OSHKOSH, WIS. - A proposed $810 million high-speed rail line funded by federal stimulus money that would link Wisconsin's two largest cities has become an emblem of the battle for control of the U.S. Senate.
Republicans say linking Milwaukee and Madison would waste taxpayer money, while Democrats call it an economic development project akin to the Interstate highway system.
The rail proposal, part of $8 billion in economic stimulus grants awarded earlier this year to 13 rail corridors, is among the initiatives pushed by President Obama that Sen. Russell Feingold, a three-term Democrat with a record of an independent streak, is defending this election season.
"This is, in fact, building a legitimate, environmentally sound infrastructure for the future of our state," Feingold, 57, told a group of business leaders in Madison.

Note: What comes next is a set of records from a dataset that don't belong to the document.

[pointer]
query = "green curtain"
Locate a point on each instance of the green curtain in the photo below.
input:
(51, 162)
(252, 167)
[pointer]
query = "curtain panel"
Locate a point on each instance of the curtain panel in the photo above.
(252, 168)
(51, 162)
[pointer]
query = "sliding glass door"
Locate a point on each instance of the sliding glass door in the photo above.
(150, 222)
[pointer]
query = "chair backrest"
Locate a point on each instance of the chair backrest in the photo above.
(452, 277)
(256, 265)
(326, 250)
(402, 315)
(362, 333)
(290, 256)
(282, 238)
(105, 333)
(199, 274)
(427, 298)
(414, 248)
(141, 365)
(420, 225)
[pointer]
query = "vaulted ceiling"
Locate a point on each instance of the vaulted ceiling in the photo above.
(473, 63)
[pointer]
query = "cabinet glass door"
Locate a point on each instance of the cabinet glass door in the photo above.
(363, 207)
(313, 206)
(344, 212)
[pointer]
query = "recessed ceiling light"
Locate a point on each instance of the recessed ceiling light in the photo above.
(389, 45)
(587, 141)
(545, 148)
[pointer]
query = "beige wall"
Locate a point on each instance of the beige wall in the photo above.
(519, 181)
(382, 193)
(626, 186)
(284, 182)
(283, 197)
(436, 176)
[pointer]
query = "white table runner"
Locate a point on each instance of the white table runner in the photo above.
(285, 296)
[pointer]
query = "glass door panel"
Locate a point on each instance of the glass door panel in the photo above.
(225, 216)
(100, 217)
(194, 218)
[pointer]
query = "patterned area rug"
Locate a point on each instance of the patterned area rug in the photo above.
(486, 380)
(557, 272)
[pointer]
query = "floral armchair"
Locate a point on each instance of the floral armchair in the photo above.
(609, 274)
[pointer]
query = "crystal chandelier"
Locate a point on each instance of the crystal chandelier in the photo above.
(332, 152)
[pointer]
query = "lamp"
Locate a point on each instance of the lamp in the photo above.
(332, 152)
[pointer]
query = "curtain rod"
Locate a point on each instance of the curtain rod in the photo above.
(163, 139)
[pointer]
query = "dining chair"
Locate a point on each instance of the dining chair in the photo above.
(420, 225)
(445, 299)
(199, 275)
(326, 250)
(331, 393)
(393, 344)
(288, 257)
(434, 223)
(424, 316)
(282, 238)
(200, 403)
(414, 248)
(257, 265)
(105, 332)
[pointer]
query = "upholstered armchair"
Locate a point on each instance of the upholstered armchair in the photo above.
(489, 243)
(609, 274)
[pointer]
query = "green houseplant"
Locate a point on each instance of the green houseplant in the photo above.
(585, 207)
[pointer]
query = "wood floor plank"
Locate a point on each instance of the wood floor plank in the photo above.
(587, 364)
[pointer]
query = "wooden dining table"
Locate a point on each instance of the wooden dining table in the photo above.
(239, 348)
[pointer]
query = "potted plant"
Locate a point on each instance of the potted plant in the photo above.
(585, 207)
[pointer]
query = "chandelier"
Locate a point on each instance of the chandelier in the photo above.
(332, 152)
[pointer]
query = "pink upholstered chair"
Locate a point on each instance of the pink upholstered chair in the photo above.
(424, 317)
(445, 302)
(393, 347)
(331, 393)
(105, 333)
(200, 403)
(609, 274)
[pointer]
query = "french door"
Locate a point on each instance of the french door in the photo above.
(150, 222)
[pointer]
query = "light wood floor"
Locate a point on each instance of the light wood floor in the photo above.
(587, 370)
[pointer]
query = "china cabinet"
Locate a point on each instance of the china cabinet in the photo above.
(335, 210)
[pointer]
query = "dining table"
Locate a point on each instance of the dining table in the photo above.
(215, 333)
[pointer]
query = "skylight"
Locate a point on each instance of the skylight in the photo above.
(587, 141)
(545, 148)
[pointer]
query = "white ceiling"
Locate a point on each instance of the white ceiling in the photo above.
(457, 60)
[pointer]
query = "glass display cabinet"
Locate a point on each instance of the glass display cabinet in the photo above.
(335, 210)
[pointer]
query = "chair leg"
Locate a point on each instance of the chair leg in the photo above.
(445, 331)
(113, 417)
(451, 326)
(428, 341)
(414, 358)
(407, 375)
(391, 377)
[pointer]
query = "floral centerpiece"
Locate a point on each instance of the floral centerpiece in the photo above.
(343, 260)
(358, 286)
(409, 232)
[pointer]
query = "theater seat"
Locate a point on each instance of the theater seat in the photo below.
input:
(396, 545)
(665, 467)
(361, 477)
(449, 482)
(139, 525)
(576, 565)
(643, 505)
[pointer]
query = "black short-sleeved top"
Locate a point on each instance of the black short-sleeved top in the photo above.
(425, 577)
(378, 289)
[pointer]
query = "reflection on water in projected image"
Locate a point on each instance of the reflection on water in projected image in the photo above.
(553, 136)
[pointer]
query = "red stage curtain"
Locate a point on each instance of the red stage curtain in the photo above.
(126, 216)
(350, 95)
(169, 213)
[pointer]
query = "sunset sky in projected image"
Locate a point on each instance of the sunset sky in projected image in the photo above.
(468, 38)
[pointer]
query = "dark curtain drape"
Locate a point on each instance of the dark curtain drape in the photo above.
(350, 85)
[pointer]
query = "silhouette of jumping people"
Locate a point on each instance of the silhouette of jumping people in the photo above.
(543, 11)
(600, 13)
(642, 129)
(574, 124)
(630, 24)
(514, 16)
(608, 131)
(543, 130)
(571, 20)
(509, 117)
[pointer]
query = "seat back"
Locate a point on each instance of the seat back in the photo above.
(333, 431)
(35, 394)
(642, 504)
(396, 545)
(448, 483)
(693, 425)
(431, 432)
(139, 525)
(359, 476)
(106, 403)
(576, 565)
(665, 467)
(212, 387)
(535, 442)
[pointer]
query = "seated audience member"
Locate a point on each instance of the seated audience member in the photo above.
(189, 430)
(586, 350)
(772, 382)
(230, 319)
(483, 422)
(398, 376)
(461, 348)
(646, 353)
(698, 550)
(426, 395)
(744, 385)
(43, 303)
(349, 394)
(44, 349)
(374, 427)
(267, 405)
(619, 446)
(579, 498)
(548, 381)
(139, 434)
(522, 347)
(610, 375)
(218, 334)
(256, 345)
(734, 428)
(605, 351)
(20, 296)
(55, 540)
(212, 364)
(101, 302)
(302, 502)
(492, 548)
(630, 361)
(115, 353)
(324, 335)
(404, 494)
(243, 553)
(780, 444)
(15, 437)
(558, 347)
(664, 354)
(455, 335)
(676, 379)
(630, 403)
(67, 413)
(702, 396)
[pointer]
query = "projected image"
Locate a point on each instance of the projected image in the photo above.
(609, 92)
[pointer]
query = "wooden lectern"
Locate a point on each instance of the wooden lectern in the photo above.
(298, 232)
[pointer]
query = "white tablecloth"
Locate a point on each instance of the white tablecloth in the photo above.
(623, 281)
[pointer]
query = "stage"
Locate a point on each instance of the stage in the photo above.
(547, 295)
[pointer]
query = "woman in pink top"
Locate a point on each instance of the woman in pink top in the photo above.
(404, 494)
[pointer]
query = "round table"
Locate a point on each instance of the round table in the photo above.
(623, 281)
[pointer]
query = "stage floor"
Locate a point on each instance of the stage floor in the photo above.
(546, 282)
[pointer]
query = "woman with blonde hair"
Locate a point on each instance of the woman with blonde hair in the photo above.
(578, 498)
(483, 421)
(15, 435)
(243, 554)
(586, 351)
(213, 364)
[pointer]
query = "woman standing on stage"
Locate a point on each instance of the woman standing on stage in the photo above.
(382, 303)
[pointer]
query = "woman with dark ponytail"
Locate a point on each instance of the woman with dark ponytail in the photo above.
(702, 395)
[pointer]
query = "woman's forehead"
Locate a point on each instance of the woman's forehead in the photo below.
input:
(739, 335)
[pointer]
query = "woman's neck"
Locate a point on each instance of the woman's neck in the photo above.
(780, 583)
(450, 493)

Feingold is planning to face Ron Johnson, a plastics executive seeking public office for the first time, in the November election. Johnson, 55, says the rail line is an example of excessive Washington spending.
"Wisconsin taxpayers will be on the hook for about $10 million per year for a costly train that few will ride," he said, calling instead for shoring up existing infrastructure.
Feingold's fight to hold his seat is a measure of the difficulty Democrats face in November. He was considered a safe incumbent earlier this year.
"Wisconsin is an evenly divided state, and neither Republicans nor Democrats have a clear advantage," said Thomas Holbrook, a political science professor at the University of Wisconsin, Milwaukee. "Although Feingold has a maverick image, he is a pretty liberal Democrat."
The nonpartisan Cook Political Report in Washington moved its ranking of the Wisconsin race from leaning Democratic to toss-up, one of 13 Senate contests nationally with that designation. A Rasmussen Reports survey Aug. 24 showed a statistical tie between Feingold and Johnson, the leading Republican candidate in Wisconsin's Sept. 14 primary.
While Feingold is selling the Democrats' actions over the past 19 months, he's also shown his maverick tendencies.
He was the lone Democrat to oppose a bill aimed at strengthening regulation of Wall Street, one of Obama's top legislative initiatives, saying it wasn't tough enough. His desire for a government-run insurance program, called the public option, complicated White House efforts to pass health-care overhaul legislation.
Feingold also voted against confirming Ben Bernanke for a second term as chairman of the Federal Reserve and opposed Timothy Geithner's confirmation as Treasury secretary.
"He has never been part of the Democratic establishment," said Jeff Mayers, president of the Internet site WisPolitics.com.
Johnson is following Republican attack lines used nationally, including criticizing Feingold's support of the health-care overhaul, which he wants repealed, and last year's stimulus bill. "There is such a high level of uncertainty in this economy right now that it has just frozen everyone," he said.
Feingold says Johnson is "on the side of the very elite, well-to-do people, and he wants bigger tax cuts for himself." Feingold also presents Johnson as outside the mainstream because he has ties to the Tea Party, a coalition of voters seeking limits on government spending, taxes and debt.
Johnson, a native of neighboring Minnesota, said his relationship with the Tea Party is minimal, although he welcomes its support.
"The people I see at those rallies are good, honest, hard-working, taxpaying, patriotic Americans that absolutely share my concern for the direction of this country," he said.